Contagious
Jonah Berger · 2013 · 9 ideas · 9 min
Word of mouth isn't random luck or advertising budget — it follows six identifiable psychological triggers that make ideas, products, and behaviors feel worth sharing.
Why this book
Berger's argument is that virality is not a mysterious accident of the internet but a predictable outcome of specific psychological levers built into how humans decide what to talk about and pass along. He distills years of research into six drivers — summarized by the acronym STEPPS — showing that content spreads when it confers social currency on the sharer, gets triggered by everyday cues, provokes high-arousal emotion, is visible to others, carries practical value, and comes wrapped in a story. None of these require a huge budget; they require understanding why people already talk about the things they talk about.

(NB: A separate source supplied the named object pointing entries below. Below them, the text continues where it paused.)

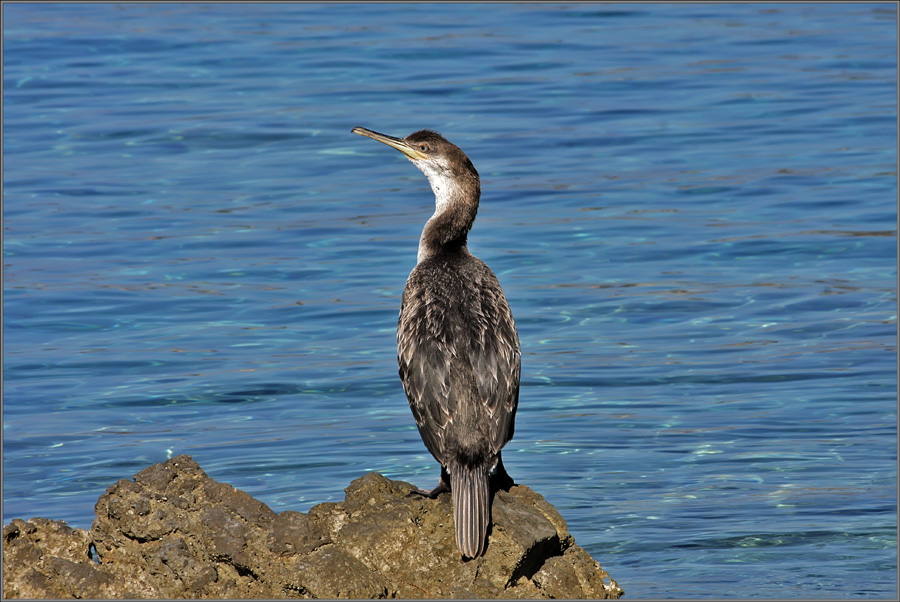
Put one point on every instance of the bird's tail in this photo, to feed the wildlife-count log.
(471, 508)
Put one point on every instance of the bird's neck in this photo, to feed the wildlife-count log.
(455, 207)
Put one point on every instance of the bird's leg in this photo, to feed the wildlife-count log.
(500, 479)
(443, 485)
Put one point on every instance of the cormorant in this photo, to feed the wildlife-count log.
(457, 344)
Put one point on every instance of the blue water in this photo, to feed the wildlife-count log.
(692, 209)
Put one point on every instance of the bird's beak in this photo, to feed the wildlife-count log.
(398, 143)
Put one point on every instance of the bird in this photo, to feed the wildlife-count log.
(457, 344)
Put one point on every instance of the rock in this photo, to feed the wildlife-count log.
(173, 532)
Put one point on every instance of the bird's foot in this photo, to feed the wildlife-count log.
(443, 485)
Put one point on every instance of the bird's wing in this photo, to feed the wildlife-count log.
(454, 352)
(424, 365)
(496, 359)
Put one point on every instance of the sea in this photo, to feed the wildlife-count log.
(692, 209)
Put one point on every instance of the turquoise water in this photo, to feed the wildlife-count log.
(692, 209)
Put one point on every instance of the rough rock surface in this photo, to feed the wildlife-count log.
(172, 532)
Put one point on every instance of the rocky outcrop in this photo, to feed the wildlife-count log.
(172, 532)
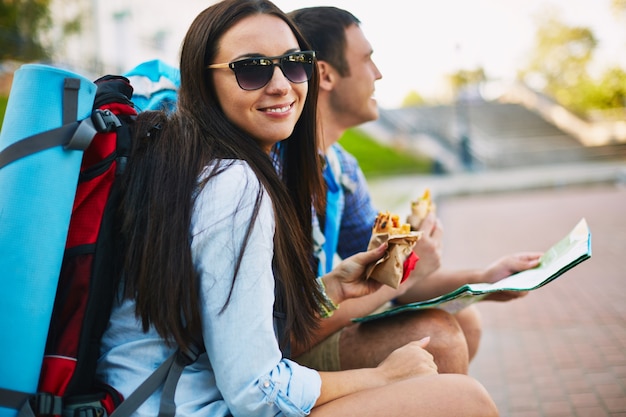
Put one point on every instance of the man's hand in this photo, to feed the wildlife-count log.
(347, 280)
(428, 248)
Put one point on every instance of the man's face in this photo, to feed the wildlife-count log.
(352, 96)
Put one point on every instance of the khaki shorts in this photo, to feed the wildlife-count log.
(325, 355)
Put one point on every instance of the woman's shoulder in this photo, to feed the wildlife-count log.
(230, 177)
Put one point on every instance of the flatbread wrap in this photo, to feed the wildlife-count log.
(399, 259)
(420, 208)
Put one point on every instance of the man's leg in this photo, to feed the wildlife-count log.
(471, 323)
(367, 344)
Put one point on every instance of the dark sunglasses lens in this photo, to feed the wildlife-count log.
(253, 77)
(297, 71)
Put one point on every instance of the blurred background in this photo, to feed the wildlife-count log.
(512, 112)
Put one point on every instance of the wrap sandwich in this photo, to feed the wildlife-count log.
(399, 259)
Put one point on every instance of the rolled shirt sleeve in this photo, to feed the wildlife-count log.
(249, 370)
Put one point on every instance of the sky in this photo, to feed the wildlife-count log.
(416, 43)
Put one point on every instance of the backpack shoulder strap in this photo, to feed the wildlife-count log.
(167, 375)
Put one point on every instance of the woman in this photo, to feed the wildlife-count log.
(217, 242)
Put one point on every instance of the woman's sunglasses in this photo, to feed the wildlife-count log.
(255, 73)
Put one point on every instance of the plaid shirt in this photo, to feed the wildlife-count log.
(358, 212)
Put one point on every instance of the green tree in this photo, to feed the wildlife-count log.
(413, 98)
(560, 59)
(21, 24)
(619, 6)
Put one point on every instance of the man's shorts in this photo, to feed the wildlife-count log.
(325, 355)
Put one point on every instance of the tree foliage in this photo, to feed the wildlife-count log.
(560, 61)
(413, 98)
(21, 23)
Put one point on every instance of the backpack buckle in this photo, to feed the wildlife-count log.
(105, 120)
(47, 404)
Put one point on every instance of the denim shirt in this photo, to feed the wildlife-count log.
(242, 372)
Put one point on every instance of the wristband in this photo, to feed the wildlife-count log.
(328, 307)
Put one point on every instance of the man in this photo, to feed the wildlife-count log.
(345, 100)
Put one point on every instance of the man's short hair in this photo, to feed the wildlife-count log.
(324, 28)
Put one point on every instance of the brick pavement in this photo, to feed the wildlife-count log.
(561, 350)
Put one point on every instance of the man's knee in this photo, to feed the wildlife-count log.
(367, 344)
(447, 342)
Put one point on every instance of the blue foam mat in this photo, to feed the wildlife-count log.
(36, 198)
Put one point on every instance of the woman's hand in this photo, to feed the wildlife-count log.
(511, 264)
(507, 266)
(347, 280)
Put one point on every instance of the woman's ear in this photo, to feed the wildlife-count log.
(327, 75)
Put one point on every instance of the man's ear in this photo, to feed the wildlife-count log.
(327, 75)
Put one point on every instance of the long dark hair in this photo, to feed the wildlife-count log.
(162, 178)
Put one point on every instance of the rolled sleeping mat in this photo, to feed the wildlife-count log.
(36, 198)
(155, 85)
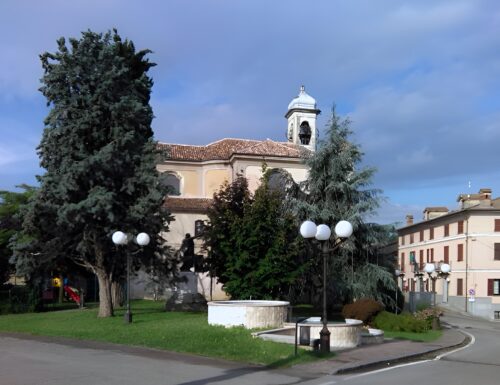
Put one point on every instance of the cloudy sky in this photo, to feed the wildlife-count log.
(420, 80)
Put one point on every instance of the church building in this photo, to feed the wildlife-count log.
(195, 173)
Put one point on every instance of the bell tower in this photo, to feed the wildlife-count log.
(301, 115)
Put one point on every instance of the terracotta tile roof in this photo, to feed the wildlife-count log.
(197, 205)
(225, 148)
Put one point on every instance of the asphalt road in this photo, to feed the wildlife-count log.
(476, 364)
(39, 361)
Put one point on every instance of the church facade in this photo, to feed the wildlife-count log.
(195, 173)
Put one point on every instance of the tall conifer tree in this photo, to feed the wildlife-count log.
(99, 155)
(337, 188)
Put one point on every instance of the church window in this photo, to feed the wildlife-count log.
(305, 133)
(173, 182)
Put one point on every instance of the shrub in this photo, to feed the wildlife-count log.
(364, 309)
(404, 322)
(430, 316)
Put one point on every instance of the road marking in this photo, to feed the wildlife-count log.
(386, 369)
(472, 341)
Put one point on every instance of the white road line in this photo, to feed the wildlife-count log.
(386, 369)
(472, 341)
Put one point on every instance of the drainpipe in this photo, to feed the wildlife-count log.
(466, 262)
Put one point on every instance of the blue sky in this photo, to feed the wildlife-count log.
(419, 79)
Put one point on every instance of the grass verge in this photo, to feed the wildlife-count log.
(155, 328)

The book matters because it reframes marketing and behavior change away from persuasion aimed at an audience and toward engineering the conditions under which an audience persuades itself, and each other — a shift with implications far beyond advertising, into public health messaging, internal company communication, and everyday behavior design.
Who should read it
Marketers, product builders, and communicators who want a research-grounded alternative to guesswork about what 'goes viral' will find this immediately practical, as will anyone trying to spread a habit, cause, or idea within an organization. Readers hoping for internet culture anecdotes without underlying mechanism will find the academic backbone more rigorous than flashy.
About the author
Jonah Berger is a marketing professor at the University of Pennsylvania's Wharton School whose research focuses on social influence, word of mouth, and consumer behavior.